If so, then the next step in cultural relevancy would be to remove the cross (which in fact has been done by a popular television evangelist), for there is no need of a personal savior if sin is only an abstract concept. In keeping with that at least one hymnal has changed words in the hymn, “Holy, Holy, Holy.” In an effort to accommodate culture, the personalized line, “tho the eye sinful man, thy glory cannot see,” has been depersonalized and changed to “through the eye of sinfulness;” making sin an abstract notion at best.

A few years ago Christianity Today featured an article about “The New Atheism” (of Dawkins, Hitchens and others) and how it revisited the “God is Dead” movement of the 1960’s. It was argued back then, as it is now, that any talk about God, since it is not verifiable by the five senses, is meaningless nonsense. But this verifiability argument really collapses on itself because, as the late D. James Kennedy often would point out, philosophers realized that verifiability itself could not be verified.

Today there is a counter attack against this “New Atheism” in Christian philosophy led by a resurgence of excellent books by Tim Keller (The Reason For God), Norman Geisler (Christian Apologetics), Lee Strobel and others. Add to these is the increasing interest in natural theology, a branch of theology that seeks to prove God’s existence apart from divine revelation.
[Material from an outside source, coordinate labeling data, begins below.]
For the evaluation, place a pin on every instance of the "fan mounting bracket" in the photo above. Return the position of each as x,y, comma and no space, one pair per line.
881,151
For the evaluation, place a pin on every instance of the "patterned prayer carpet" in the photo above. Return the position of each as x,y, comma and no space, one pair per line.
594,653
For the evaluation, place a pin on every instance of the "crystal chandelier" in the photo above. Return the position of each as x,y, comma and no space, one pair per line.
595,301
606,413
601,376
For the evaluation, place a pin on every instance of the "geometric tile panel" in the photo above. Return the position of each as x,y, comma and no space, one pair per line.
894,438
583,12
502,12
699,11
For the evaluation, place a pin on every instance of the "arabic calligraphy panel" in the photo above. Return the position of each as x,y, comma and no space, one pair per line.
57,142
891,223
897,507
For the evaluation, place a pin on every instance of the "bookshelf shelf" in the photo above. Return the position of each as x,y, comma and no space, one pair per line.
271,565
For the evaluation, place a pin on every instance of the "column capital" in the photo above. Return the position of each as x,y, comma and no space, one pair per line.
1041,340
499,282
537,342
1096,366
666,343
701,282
While I agree that few could call them compelling proofs, the traditional arguments for God’s existence are finding intellectual defenders today.

This is not to say that the death of God movement and atheism in our society are dead and that Christians can declare final victory. “After a period of passivity” Christianity Today notes that there are signs “the sleeping giant of atheism has been roused from his dogmatic slumbers and is fighting back.” J. Howard Sobel and Graham Oppy have written large, scholarly books critical of the arguments of natural theology. Some years ago Cambridge University Press released its Companion to Atheism.
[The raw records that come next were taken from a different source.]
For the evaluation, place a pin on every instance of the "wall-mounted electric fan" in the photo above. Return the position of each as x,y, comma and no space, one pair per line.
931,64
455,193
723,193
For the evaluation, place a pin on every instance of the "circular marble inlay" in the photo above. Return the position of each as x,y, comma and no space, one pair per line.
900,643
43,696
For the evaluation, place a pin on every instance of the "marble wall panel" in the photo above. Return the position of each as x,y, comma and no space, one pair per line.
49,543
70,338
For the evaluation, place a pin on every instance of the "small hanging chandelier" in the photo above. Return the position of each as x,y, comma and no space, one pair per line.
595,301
Because of all this some, like the one who submitted the above question, might think that the resurgence of natural theology and Christian apologetics in our day is a waste of time. They argue that we live in a postmodern culture in which appeals to such arguments are no longer effective. Perhaps Richard Harris and Rousseau are right; in today’s culture truth is relative and the rational arguments for the truth of theism no longer work. Sincerity and feelings are all that matter.

But neither Richard Harris nor I nor millions of others are ready to wave the white flag of surrender in the academic arena – because the idea that we live in a postmodern culture is a myth. A postmodern culture is impossible.
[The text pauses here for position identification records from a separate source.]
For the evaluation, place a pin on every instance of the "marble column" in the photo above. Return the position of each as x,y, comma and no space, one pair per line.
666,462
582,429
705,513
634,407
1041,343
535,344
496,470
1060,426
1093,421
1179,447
People are not relativistic in the areas of science, engineering, and technology; they are relativistic and pluralistic only in matters of religion and ethics. But that’s not postmodernism; that’s modernism.

We live in a culture that remains modernist and if we yield our gospel to a postmodern culture it will be self-defeating. If we lay aside our best apologetic weapons of logic and evidence, we ensure modernism’s triumph over us and therefore Christianity will be reduced to but another voice in a cacophony of competing voices, each sharing its own “truth” and none commending itself as the objective truth about reality.

The gospel is never heard in isolation; it is always heard in one’s cultural environment. A person raised in a culture where Christianity is seen as an intellectually viable option will display an openness to the gospel.

Those who dismiss Christian apologetics because, “no one comes to faith through intellectual arguments” are tragically shortsighted. Although it is true that God must first change the heart of the unbeliever; it is the broader task of Christian apologetics, including natural theology, to help create and sustain an environment in which the gospel can be heard as an intellectually viable option for thinking men and women. Doing so gives people the intellectual permission to believe when their hearts and minds are first moved (as they indeed are) by God.